Is chest pain normal after a heart attack? Not everyone will experience pain but light, fleeting pain or pressure in your chest during or right after physical exertion, intense emotion or eating a heavy meal is typical. Keep your doctor informed. Unrelenting pain that will not go away after 15 minutes requires a trip to the hospital. When can I return to work? The time for returning to work can vary from two weeks to three months, depending on the severity of the heart attack and the nature of your job duties and responsibilities. Your doctor will determine when it’s appropriate to return by carefully monitoring your recovery and progress. I have been experiencing big swings in my emotions. Is this related to my heart attack? For two to six months after a cardiac incident, patients usually go on an emotional roller coaster. Depression is common, particularly if you had to make substantial changes to your regular routine. A twinge of pain may spark fear of another heart attack. Just having a life-threatening disease can cause anger and irritation. Discuss your mood swings with your doctor and family and don’t be afraid to seek professional assistance to help you cope. Will I have to take medications and, if so, what kind? Starting new medications, stopping or adjusting old medications is common following a heart attack. Most heart attack patients are prescribed a variety of drugs to treat their condition and reduce the risk of a second heart attack.
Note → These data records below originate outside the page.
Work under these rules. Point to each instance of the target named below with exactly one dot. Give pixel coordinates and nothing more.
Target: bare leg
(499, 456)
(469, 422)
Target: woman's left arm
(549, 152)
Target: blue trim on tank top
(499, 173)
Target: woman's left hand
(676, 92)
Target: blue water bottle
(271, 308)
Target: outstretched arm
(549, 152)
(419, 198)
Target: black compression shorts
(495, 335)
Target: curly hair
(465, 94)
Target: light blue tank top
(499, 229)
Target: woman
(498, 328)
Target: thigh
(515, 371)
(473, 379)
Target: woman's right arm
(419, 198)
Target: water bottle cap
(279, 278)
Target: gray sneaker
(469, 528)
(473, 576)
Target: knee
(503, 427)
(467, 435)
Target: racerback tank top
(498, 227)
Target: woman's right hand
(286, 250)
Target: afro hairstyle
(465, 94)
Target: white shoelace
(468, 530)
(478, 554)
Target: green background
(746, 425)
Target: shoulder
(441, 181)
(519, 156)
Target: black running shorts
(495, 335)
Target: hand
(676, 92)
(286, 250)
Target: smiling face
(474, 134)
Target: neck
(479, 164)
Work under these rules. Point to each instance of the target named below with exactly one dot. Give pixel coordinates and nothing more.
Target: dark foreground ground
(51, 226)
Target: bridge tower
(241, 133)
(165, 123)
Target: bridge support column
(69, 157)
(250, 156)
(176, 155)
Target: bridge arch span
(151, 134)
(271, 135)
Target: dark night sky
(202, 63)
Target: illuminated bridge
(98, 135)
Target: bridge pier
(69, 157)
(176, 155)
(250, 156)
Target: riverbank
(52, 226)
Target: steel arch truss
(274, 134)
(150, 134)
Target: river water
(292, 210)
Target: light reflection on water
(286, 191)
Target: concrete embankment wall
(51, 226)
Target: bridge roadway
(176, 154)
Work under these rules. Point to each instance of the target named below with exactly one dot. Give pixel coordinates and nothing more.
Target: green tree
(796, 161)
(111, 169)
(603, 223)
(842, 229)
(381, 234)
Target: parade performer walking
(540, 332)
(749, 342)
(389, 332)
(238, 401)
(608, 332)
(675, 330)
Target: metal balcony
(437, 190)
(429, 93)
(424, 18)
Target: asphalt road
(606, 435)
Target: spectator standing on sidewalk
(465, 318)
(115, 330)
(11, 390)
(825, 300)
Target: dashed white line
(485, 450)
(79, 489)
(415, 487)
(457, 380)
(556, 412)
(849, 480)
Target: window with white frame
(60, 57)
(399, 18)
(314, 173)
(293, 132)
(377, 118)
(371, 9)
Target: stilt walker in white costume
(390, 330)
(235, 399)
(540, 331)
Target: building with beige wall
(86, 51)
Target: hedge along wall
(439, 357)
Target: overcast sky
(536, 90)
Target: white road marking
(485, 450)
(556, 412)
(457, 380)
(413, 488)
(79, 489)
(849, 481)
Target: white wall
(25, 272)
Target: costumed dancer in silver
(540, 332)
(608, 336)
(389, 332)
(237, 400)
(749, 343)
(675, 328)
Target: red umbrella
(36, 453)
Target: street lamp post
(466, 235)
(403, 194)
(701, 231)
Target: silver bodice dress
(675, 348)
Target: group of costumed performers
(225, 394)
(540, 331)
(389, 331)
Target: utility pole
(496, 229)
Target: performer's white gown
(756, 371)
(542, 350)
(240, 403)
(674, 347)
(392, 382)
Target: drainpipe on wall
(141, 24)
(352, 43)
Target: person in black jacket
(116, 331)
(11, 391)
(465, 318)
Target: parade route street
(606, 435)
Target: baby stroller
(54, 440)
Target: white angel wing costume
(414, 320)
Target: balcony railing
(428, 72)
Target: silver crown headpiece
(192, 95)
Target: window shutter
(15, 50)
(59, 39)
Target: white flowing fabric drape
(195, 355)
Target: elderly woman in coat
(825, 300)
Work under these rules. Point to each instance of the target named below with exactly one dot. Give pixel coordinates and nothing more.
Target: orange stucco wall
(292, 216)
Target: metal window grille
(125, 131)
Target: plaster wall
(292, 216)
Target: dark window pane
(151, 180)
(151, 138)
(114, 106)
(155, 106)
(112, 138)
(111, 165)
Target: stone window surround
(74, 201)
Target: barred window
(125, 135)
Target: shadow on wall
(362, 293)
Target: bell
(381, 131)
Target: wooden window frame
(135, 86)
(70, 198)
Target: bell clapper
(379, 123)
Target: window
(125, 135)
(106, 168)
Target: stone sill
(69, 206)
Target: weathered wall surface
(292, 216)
Beta blockers and ACE inhibitors help treat high blood pressure, statins lower cholesterol, antithrombotics help prevent blood clots, and low-dose aspirin reduce the likelihood of another heart attack. Disclose all medications -- even over-the-counter, supplements and herbal-- to your doctor to prevent counter or negative drug interactions.Is sexual activity OK? You may wonder but be reticent to ask how your heart attack will impact your sex life, or if it’s safe to have sex at all. According to a new scientific statement issued by the American Heart Association, it is probably safe to have sex if your cardiovascular disease has been treated and stabilized. Most people can continue their regular pattern of sexual activity within a few weeks after they recover from a heart attack. Don’t be shy about starting a conversation with your doctor to decide what's safe for you.